Why Peer Recognition Beats Top-Down Management
The Problem with Top-Down Recognition
When we were transforming our company back in 2015, we ran into the same issue most organizations face: silos. Departments stayed in their own lanes. Managers mostly talked to managers. Recognition flowed downward, if it happened at all. And like every leader knows—managers miss things.
The little moments where someone steps up for a teammate or makes a customer’s life easier often go unnoticed. And when that happens, culture suffers.
Launching the Apollo Stars Program
That’s why we launched our peer recognition program, Apollo Stars. At first it was on paper. Today it’s digital. But the foundation hasn’t changed.
Here’s how it works:
Anyone in the company can nominate a teammate for an Apollo Star.
Each nomination ties back to one of our five core values—customers come first, accuracy, precision, doing the right thing, and so on.
Every Monday morning on our 15-minute all-hands call, HR reads two nominations out loud.
At the end of the year, we celebrate at our holiday party with individual and group awards tied to each value.
We even “prime the pump” sometimes by recognizing the people who submit the most nominations.
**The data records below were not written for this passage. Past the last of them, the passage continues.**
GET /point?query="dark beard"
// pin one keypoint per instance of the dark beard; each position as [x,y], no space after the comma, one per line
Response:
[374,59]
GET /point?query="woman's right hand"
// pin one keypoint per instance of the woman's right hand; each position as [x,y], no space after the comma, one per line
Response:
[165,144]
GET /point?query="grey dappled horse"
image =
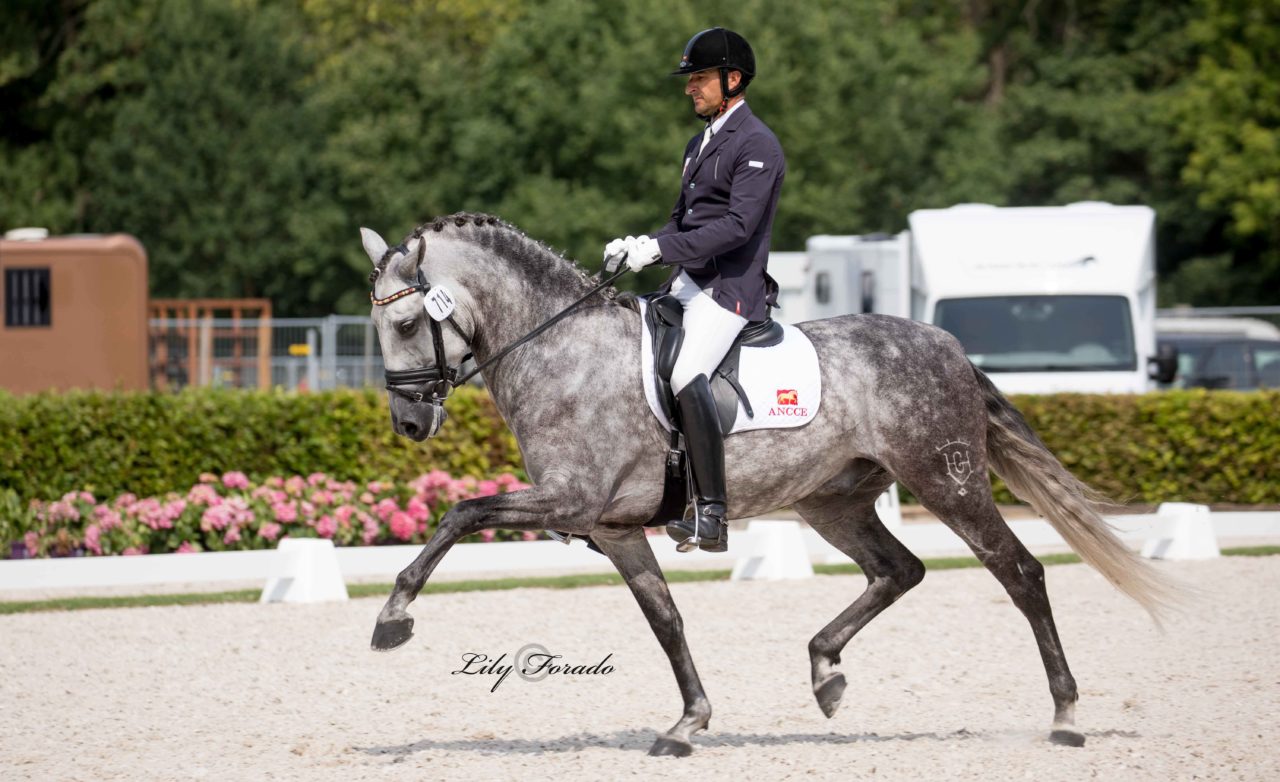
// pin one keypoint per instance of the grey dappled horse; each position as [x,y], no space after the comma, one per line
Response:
[900,399]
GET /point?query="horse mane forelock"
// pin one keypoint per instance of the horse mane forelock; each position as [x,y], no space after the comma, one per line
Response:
[544,264]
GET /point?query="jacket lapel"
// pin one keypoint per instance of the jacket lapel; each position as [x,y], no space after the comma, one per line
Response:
[731,124]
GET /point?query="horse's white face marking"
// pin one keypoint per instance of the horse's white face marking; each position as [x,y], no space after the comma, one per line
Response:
[955,453]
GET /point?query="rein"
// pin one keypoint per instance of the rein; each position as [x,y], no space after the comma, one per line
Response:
[443,382]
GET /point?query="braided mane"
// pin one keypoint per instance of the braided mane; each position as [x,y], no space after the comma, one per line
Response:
[547,268]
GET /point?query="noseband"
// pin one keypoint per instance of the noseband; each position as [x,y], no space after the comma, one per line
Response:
[440,383]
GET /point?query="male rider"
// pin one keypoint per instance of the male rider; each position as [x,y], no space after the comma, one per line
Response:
[717,241]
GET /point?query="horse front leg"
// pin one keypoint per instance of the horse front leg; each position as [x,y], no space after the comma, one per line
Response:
[535,508]
[629,550]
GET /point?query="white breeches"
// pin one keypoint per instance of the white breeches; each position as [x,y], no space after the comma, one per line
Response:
[709,333]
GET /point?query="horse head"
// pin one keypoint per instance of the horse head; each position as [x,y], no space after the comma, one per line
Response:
[420,356]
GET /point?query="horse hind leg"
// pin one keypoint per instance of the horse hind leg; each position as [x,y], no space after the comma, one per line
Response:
[630,553]
[850,524]
[974,517]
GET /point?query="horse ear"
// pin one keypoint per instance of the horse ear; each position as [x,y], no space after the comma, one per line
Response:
[405,264]
[374,245]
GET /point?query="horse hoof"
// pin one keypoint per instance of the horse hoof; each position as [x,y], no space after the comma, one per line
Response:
[675,748]
[830,693]
[1065,737]
[393,634]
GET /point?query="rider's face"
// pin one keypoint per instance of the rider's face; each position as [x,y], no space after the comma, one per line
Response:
[704,88]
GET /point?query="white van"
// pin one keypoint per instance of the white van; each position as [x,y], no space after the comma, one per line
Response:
[1054,298]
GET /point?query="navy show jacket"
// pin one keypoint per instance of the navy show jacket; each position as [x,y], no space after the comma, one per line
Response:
[720,228]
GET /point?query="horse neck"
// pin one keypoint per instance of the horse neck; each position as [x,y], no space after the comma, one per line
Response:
[512,293]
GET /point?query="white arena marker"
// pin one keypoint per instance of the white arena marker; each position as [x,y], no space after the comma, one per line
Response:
[1185,531]
[305,571]
[773,550]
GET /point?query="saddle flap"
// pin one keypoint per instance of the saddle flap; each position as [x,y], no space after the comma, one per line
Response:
[775,385]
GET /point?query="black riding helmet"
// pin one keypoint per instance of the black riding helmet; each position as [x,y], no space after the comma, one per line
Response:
[722,49]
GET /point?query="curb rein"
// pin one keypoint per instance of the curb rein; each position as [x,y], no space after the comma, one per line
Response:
[443,382]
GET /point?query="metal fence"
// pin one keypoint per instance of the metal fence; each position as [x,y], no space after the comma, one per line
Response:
[287,352]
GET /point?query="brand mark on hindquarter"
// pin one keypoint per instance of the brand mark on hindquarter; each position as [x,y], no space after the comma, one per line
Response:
[955,454]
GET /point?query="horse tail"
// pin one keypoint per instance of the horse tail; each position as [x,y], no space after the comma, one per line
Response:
[1072,507]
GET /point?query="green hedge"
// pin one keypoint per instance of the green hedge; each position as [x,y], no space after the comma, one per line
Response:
[1179,446]
[1211,447]
[151,443]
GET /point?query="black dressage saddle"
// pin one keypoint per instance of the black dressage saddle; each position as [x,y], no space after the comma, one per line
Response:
[664,316]
[666,328]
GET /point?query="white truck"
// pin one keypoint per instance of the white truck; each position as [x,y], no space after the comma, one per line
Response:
[1054,298]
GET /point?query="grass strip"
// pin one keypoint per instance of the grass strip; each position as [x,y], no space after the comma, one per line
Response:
[373,590]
Because like any culture initiative, it needs nudges to stay alive.
Why It Works
Ten years later, Apollo Stars is still going strong. The reason is simple: it’s not just about recognition—it’s about connection.
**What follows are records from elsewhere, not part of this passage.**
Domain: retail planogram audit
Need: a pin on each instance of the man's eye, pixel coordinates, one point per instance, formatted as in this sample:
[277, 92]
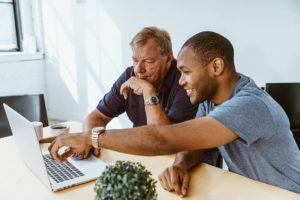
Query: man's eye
[149, 61]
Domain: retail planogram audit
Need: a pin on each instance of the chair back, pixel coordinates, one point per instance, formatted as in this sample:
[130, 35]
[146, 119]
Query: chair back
[288, 96]
[31, 107]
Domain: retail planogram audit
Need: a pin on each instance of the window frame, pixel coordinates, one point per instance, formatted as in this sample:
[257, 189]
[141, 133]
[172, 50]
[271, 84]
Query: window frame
[18, 27]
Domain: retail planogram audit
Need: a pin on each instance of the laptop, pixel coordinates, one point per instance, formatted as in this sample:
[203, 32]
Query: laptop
[56, 176]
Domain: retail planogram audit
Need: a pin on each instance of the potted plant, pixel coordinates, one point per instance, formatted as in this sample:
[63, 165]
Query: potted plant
[125, 180]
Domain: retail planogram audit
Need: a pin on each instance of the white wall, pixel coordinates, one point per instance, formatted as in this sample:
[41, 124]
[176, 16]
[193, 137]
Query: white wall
[87, 42]
[22, 77]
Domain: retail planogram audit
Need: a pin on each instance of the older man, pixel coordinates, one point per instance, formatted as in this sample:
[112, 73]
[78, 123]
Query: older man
[250, 129]
[148, 91]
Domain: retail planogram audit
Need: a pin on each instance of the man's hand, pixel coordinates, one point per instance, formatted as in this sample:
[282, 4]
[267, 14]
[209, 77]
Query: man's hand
[82, 155]
[176, 179]
[139, 87]
[77, 143]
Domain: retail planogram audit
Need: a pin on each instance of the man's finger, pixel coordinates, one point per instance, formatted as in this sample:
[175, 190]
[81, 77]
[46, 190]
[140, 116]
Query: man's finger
[54, 151]
[66, 155]
[164, 183]
[174, 175]
[47, 140]
[185, 184]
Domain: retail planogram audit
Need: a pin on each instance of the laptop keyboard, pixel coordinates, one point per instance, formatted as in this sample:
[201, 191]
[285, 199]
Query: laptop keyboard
[60, 172]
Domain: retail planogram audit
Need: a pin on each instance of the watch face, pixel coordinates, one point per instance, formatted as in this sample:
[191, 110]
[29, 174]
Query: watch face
[98, 129]
[154, 99]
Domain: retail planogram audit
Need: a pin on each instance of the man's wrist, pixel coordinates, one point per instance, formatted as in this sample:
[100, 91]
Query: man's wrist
[88, 137]
[181, 166]
[149, 92]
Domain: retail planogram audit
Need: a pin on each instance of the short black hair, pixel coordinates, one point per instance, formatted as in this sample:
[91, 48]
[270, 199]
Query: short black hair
[209, 45]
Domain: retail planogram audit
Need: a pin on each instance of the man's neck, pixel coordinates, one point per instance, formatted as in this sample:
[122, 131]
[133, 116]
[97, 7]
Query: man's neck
[226, 89]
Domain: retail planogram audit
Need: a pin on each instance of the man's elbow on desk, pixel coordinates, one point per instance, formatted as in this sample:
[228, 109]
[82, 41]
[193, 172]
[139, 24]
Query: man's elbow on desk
[146, 142]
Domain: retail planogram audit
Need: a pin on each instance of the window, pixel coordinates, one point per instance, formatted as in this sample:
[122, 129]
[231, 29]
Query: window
[10, 34]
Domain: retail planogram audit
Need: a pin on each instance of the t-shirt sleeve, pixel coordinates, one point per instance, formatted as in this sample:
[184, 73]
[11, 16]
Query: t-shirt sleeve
[181, 108]
[248, 117]
[113, 103]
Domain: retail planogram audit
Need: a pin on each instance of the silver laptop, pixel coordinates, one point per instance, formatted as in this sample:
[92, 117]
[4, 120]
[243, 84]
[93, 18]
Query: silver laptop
[56, 176]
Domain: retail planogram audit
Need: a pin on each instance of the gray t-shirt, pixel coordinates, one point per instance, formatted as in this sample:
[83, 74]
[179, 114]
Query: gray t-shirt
[265, 149]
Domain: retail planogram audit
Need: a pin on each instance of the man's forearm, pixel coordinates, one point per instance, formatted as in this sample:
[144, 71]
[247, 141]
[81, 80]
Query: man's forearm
[188, 159]
[95, 118]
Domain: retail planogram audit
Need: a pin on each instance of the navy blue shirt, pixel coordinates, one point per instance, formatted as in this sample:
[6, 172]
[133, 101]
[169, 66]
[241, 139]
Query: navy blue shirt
[172, 98]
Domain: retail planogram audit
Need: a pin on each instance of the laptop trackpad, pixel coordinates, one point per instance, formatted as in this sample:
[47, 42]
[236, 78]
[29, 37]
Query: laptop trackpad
[89, 164]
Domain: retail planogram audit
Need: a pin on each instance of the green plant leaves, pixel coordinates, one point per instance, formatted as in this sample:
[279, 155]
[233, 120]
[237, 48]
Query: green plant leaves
[125, 180]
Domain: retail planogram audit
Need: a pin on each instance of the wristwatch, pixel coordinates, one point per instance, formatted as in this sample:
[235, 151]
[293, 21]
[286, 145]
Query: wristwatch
[95, 136]
[152, 101]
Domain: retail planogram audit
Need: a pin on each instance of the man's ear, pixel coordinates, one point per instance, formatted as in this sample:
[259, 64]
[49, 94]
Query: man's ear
[169, 58]
[218, 66]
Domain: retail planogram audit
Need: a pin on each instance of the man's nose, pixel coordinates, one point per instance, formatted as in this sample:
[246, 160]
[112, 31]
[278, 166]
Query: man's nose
[139, 68]
[181, 80]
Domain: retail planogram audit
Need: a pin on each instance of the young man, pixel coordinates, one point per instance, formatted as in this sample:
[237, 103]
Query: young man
[250, 129]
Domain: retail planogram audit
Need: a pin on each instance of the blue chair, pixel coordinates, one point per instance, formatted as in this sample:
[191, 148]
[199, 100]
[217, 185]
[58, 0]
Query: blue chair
[288, 96]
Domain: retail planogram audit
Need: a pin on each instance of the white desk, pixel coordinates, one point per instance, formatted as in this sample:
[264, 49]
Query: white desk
[208, 183]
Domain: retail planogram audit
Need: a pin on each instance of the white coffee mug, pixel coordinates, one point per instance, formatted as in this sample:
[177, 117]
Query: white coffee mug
[38, 127]
[58, 129]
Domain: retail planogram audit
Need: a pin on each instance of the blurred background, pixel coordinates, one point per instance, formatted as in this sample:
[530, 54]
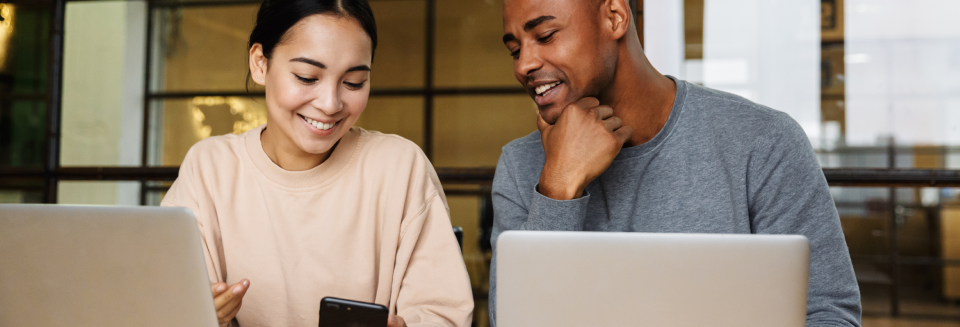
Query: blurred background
[100, 101]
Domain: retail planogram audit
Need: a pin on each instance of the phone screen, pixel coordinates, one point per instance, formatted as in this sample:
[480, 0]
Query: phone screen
[336, 312]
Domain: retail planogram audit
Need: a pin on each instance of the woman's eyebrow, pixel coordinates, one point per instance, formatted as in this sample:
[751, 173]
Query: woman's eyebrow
[322, 66]
[309, 61]
[359, 68]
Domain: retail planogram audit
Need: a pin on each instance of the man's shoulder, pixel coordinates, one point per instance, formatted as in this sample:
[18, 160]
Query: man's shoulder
[529, 144]
[523, 155]
[727, 113]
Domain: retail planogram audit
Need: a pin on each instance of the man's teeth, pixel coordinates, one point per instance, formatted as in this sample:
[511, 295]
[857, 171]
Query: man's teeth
[543, 88]
[319, 125]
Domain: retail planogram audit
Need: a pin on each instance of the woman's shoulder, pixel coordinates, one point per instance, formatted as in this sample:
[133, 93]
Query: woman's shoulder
[388, 145]
[215, 150]
[392, 154]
By encouraging cross-department nominations, people break out of silos. A claims rep might sit with customer service for half a day, hear real calls, and suddenly understand a whole new side of the business. IT isn’t just “IT”—it’s Marcus, who helped you troubleshoot last week.
And when people know each other, they solve problems directly. Instead of escalating up and down management chains, they pick up the phone and call Marcus. Culture improves, collaboration improves, and work gets done faster.
Recognition Is Just the Start
The visible piece of this program is the recognition. But the real outcome is bigger—it’s a company where people feel seen, valued, and connected.
That’s the kind of culture that survives the hard seasons and thrives in the good ones.